Vera Akinora hörte nichts wirklich Neues; fast langweilte der Uralte sie. Sie wusste doch selbst, welche Gefahr ein Erdenmann für das sorgsam austarierte politische Gleichgewicht auf dem Mars darstellte. Zumal einer, der leidlich zivilisiert erschien, wie Maya andeutete, ja, sogar über grundlegende Theorien und Fertigkeiten irdischer Wissenschaft und Technik verfügte. Nicht umsonst hatte sie die Waldleute aufgefordert zu handeln; nicht aus Vergnügen hatte sie sich auf den beschwerlichen Weg zum Obersten ihrer Baumsprecher gemacht. Doch war sie noch immer Diplomatin genug, um den geheimnisvollen Mann nicht zu unterbrechen. Höflich mimte sie die Aufmerksame, während ihre Blicke Einzelheiten in der Nähe des Feuers und vor der Einsiedlergrotte zu erfassen suchten.
Über das exotische Kreuz und die verrückten Sturmflöten hinaus gab es da noch jene Waffen über dem Höhleneingang.

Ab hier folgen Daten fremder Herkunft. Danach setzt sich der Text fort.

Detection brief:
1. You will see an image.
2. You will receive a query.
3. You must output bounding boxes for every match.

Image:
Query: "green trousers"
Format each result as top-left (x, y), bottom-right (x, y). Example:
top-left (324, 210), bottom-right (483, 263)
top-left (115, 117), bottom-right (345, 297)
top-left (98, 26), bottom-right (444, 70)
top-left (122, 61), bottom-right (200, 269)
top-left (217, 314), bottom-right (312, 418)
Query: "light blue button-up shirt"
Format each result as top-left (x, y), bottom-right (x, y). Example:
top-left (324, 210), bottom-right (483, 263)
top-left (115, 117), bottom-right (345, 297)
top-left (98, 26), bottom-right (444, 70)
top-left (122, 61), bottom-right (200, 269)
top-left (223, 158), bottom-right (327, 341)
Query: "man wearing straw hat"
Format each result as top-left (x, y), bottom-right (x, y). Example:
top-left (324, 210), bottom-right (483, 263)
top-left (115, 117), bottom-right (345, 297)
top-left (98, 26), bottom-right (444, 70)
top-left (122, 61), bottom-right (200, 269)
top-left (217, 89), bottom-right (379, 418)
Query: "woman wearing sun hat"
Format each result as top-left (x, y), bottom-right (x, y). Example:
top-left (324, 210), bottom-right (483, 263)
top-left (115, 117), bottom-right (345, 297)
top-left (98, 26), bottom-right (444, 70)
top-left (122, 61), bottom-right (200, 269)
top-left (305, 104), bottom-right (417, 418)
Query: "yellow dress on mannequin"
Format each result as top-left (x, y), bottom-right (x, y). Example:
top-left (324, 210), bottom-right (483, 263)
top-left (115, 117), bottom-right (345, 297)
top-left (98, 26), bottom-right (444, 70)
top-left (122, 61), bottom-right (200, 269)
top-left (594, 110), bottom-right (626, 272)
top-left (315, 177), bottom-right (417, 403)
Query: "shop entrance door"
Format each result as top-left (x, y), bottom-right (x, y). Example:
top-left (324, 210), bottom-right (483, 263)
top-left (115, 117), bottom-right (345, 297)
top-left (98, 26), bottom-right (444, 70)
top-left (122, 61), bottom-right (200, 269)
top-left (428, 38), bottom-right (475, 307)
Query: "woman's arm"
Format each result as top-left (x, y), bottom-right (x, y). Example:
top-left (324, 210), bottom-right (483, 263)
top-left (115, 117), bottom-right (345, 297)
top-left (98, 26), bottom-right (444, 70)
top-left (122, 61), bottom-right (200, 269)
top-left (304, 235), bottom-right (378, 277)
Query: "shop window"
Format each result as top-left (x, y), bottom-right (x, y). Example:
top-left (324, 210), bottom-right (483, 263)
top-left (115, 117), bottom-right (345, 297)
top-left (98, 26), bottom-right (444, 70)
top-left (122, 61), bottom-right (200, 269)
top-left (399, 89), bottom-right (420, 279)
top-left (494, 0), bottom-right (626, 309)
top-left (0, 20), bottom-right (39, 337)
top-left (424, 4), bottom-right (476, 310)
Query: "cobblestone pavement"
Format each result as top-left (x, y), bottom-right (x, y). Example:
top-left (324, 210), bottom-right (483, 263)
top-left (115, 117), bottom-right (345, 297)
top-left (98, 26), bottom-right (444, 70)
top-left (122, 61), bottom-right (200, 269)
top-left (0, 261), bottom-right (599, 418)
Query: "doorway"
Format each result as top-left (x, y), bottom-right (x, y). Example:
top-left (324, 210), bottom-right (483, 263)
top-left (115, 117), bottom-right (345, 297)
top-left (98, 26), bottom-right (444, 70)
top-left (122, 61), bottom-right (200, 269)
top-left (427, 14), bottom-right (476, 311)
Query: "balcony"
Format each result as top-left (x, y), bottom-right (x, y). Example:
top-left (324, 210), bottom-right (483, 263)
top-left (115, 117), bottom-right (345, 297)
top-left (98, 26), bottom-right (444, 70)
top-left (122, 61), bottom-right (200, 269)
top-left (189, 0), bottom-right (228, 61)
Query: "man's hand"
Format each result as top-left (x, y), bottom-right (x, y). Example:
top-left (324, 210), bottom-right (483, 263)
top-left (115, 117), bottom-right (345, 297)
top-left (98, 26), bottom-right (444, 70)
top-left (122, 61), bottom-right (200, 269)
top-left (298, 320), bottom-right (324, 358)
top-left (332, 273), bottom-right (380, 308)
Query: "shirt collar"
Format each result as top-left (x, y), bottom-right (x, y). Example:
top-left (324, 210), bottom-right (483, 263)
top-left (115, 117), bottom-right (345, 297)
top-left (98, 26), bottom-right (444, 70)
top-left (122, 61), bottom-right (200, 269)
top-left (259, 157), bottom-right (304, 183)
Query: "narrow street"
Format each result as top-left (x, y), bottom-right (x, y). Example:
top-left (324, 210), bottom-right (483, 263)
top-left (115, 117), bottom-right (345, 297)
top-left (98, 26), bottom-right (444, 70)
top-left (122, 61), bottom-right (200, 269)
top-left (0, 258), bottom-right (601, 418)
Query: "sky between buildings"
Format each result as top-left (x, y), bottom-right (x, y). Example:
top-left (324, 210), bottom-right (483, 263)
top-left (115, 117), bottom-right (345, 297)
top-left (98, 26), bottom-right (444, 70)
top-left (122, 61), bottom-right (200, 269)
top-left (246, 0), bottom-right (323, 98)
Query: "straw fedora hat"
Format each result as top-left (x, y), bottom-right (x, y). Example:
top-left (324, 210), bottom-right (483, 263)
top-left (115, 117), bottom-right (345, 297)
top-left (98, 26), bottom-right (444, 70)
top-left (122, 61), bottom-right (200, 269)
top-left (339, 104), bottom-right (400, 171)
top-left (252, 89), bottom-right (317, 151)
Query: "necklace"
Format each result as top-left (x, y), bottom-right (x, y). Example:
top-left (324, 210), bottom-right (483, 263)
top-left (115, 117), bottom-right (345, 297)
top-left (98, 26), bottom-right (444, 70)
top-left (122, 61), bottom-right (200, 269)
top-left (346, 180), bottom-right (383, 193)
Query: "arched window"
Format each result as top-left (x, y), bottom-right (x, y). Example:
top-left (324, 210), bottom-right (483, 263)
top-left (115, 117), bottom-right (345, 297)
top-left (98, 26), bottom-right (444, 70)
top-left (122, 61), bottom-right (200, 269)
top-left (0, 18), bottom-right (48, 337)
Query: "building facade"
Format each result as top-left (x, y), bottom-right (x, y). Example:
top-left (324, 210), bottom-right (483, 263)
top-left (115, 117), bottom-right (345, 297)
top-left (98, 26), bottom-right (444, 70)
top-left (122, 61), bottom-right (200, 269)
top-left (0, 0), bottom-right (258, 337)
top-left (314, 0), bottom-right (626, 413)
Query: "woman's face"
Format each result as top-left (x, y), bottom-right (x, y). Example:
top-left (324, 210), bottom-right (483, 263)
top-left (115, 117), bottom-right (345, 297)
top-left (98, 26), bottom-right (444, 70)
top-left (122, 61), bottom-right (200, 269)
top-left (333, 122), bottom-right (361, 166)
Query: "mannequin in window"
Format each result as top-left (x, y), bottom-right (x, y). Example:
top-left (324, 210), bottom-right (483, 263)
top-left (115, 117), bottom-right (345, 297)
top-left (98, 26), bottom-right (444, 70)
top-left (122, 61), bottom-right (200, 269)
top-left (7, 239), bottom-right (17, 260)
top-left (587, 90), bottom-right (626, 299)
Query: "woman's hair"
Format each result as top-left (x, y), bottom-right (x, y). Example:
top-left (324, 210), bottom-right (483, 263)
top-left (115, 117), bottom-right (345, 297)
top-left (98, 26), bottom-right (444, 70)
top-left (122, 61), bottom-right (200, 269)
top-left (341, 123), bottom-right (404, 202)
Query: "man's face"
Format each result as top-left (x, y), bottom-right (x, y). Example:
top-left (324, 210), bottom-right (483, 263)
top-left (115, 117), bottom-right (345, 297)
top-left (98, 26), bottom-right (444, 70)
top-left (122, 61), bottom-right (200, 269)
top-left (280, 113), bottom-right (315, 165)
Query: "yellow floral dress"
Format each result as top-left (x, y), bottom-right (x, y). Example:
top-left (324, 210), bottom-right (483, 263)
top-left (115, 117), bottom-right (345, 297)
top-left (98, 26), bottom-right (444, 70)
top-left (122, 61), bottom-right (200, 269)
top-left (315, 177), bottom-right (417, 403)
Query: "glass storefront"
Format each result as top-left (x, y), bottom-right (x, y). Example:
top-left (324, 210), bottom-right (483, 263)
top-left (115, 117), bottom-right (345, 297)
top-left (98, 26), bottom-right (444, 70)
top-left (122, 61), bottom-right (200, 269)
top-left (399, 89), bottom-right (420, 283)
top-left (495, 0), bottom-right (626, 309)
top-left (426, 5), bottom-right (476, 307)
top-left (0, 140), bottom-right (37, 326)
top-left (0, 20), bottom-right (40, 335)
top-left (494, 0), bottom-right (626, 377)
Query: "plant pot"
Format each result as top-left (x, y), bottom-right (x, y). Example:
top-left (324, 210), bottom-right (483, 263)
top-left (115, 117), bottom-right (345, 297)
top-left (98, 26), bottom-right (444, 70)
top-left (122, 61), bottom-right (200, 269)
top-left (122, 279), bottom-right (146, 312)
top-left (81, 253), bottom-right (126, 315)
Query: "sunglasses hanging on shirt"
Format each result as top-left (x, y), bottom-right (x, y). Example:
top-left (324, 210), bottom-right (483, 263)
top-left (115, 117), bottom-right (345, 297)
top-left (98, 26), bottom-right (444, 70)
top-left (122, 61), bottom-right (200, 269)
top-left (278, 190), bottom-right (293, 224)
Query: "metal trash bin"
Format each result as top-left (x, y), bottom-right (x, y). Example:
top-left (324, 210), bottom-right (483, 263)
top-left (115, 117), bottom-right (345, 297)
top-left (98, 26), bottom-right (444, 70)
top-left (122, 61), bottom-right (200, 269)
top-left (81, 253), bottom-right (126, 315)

Gekreuzte Klingen, lang und gekrümmt und mit fantastisch geschmückten Griffen. Oder das hölzerne Instrument rechts des Höhleneingangs. Sein Klangkörper verengte sich in der Mitte, wie die Taille einer jungen Frau, und von seinem Steg liefen vier Saiten zur Spannmechanik in kunstvoll spiraliger Schneckenform. Sie suchte in ihrer Erinnerung, aber sie konnte sich nicht entsinnen, ein derartiges Instrument je gesehen zu haben, abgesehen natürlich von Abbildungen in den Datenbanken der Zentralverwaltung. Sie wusste nicht einmal, wie man so ein Ding bezeichnete.
Oder der Tierschädel links des Höhleneingangs. Seine Augen reflektierten den Feuerschein, und aus seinem pelzigen Schädel ragte ein vielfach verzweigtes Gehörn. Sicher – aus Lyvia Paxtons Genkugeln waren mehr und mehr Tierarten des so genannten Alten Lebens entsprungen; man konnte sie gar nicht alle kennen. Zusammen mit der expandierenden Flora breiteten sich viele Gattungen über den Planeten aus, deren Existenz und Bestand noch nicht erfasst war, doch das Tier, dessen Schädel da neben der Höhle des Schamanenführers hing, kannte Vera Akinora nicht einmal vom Hörensagen.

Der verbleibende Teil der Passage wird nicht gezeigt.